His understanding will be different from kids in school. Theirs will be abstract, memorized conclusions other people discovered with no guarantee they understand what's beneath the conclusions or how they apply to real life. His conclusions will be built from personal experience. It will be the difference between memorizing the Wikipedia page on Venice and spending several months exploring Venice, talking to people, trying things. While the memorizer might test better -- especially since the test would be based on what he was supposed to memorize from Wikipedia -- who would you rather took you on a tour around Venice?
Someone said in my college physics class that boys grasped the formal explanations of physics quicker than girls because they'd spent their lives playing with and being the ball. They arrived intuitively equipped with a grasp of physics. And their understanding
But he can't draw conclusions from his experience if he doesn't have experiences. So your part is to create a learningful atmosphere. Keep the environment swirling with things that might interest him. Make it easy for him to explore what already interests him. And above all, be interested yourself. Cultivate a fascination with life.
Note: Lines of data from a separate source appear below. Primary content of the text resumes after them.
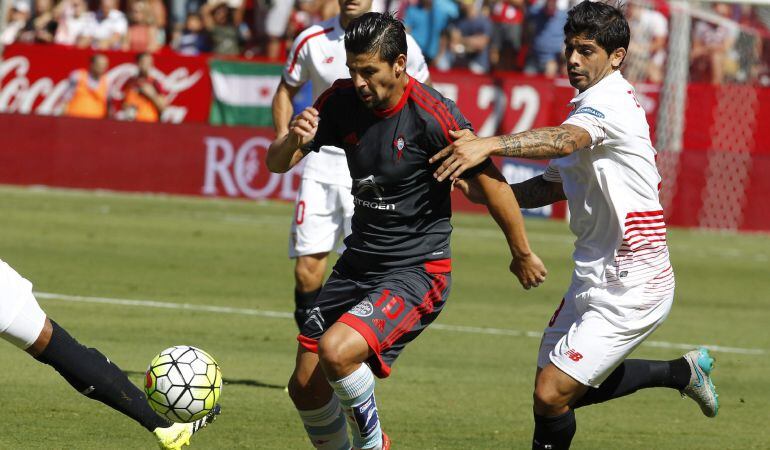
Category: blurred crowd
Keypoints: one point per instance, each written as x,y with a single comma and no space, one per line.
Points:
478,35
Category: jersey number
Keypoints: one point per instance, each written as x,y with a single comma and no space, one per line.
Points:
393,308
300,213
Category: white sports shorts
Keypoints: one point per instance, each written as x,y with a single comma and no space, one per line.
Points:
594,330
21,319
321,218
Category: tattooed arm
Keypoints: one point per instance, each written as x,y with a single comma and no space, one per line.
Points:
540,143
537,192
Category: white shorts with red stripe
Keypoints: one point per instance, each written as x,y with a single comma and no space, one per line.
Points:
321,218
595,329
21,319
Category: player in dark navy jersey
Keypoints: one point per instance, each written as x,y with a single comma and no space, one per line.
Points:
394,277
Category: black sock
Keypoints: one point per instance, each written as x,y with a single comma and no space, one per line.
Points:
635,374
303,302
554,433
94,376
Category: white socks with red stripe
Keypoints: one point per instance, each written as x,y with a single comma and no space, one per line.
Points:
356,393
326,426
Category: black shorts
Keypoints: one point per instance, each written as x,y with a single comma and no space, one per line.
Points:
388,311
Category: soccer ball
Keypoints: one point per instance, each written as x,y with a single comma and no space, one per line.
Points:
183,383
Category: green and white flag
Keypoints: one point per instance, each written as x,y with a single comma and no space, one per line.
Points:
242,92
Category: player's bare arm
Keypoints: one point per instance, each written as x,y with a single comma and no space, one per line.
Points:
502,206
540,143
288,150
283,108
533,193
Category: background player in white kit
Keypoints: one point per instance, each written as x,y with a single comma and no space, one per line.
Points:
623,284
324,203
25,325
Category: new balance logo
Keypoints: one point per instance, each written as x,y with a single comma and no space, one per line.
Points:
574,355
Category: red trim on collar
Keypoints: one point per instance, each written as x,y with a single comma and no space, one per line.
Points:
385,113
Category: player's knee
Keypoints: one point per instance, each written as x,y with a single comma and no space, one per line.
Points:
548,399
299,387
334,358
307,277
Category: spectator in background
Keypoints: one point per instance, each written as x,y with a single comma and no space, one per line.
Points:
88,92
647,49
110,28
468,44
712,43
17,20
143,96
142,35
75,23
426,21
276,23
218,20
157,10
192,40
507,29
547,19
42,27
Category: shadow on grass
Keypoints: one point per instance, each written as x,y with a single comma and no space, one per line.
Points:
227,381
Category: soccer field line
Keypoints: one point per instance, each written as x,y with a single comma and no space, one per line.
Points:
287,315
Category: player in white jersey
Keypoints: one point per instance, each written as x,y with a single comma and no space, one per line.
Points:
25,325
324,203
622,289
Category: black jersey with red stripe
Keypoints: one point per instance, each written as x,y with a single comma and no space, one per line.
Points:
402,214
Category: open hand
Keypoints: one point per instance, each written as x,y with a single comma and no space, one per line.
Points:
303,127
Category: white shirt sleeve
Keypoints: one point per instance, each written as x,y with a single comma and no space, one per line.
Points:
591,119
416,66
295,72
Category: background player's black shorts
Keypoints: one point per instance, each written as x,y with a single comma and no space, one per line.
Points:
388,311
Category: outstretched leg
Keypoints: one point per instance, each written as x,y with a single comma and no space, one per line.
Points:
93,375
317,405
690,374
555,424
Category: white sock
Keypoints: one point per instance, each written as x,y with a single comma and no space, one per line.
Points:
326,426
356,393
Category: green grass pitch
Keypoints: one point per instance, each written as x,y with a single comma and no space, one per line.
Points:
453,388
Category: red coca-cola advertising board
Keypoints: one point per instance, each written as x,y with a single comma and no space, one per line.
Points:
34,80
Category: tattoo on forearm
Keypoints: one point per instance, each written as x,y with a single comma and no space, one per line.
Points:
542,143
537,192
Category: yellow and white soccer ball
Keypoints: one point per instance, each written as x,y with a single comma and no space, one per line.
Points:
183,383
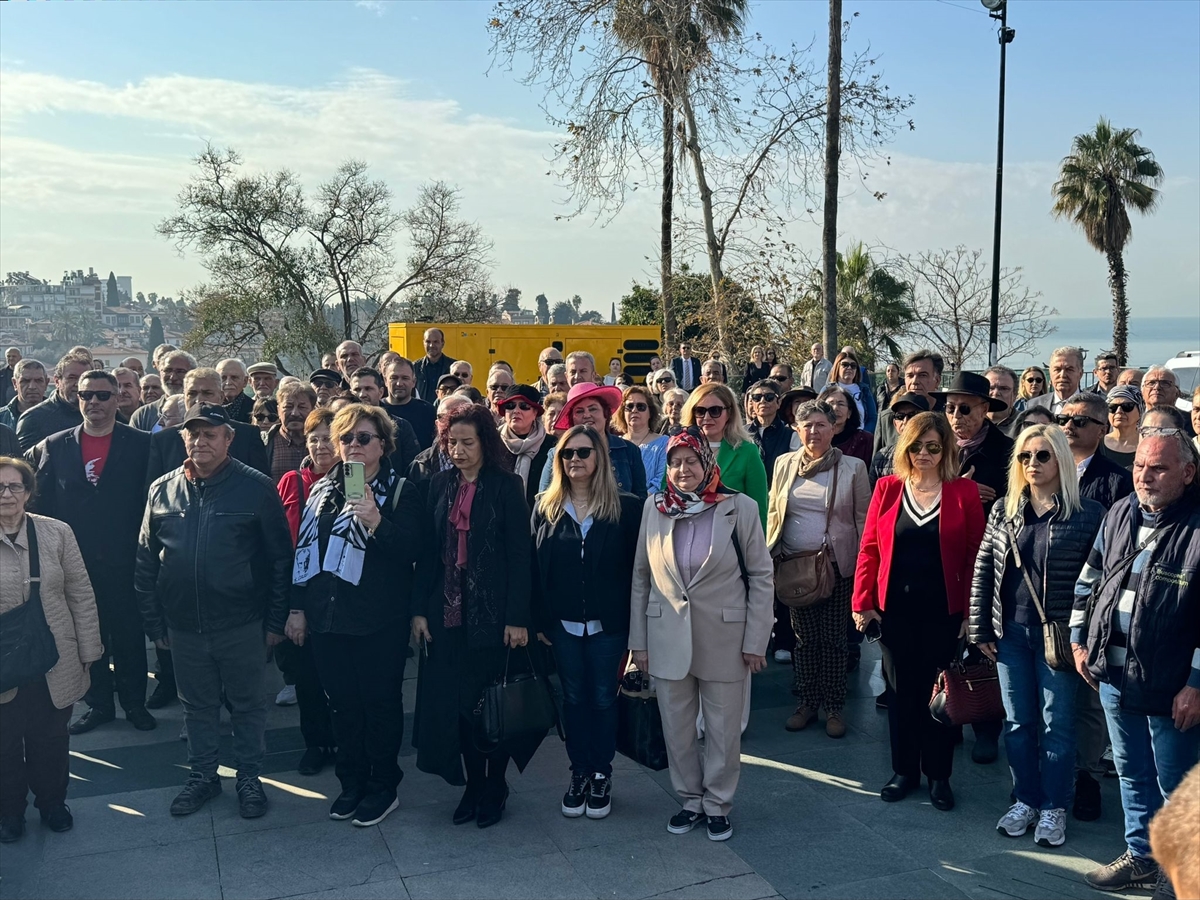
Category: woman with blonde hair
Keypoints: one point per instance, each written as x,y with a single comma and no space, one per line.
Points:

Not in the false "Oh, this is so much fun!" way to try to get him interested in something you believe he needs. Be genuinely interested.
Joyce
Permalink Reply by Meredith on March 19, 2012 at 1:31pm A lot of the time, I don't help my kids learn - certainly not the big things which light them up the most. I'm more of a resource coordinator and procurer - I help my kids get what they need to pursue the avenues which interest them.
I can't stay up on a skateboard unless it's perfectly still... and I don't blink. Ray can carve (the thing where you skate sideways around the inside of, essentially, a dry swimming pool). He can do impossible, amazing, dangerous things. He didn't learn any of them from me or his dad or his bio mom or any of her boyfriends. He learned by watching other people skate and eventually asking them to show him moves. That's how he learns. Most of the resources we (parents) help him find are other people who can do what he wants to do. Currently, we're working on getting him a short internship with an artisan-blacksmith, as that's his big interest these days.
Mo's not a people person. She'd rather figure something out on her own, or from a book, or by watching - but not asking. She doesn't like to be told, and often not shown, either, although she'll follow along with someone and copy what they do (leaning on a truck rather than talking across a table, if you see what I mean). So resources for Mo are how to and how-it-works books and movies, kits, and inspiration. A lot of her inspiration comes from comics and animation, so I make sure she gets to see a lot of that, as well as other kinds of art when she's interested.
It's not uncommon for my kids to have interests I know little about, especially at first. I learn by doing a little basic research (Wikipedia is a good place to start) so that I can ask my kids meaningful questions and understand their answers. And I watch and listen to my kids without (here's the hard part) rolling my eyes or turning up my nose when what interests them is slapstick comedy or ollies. I've learned about things I didn't know I'd ever be interested in that way - unschooling expands your mind in ways you can't imagine until you've been there.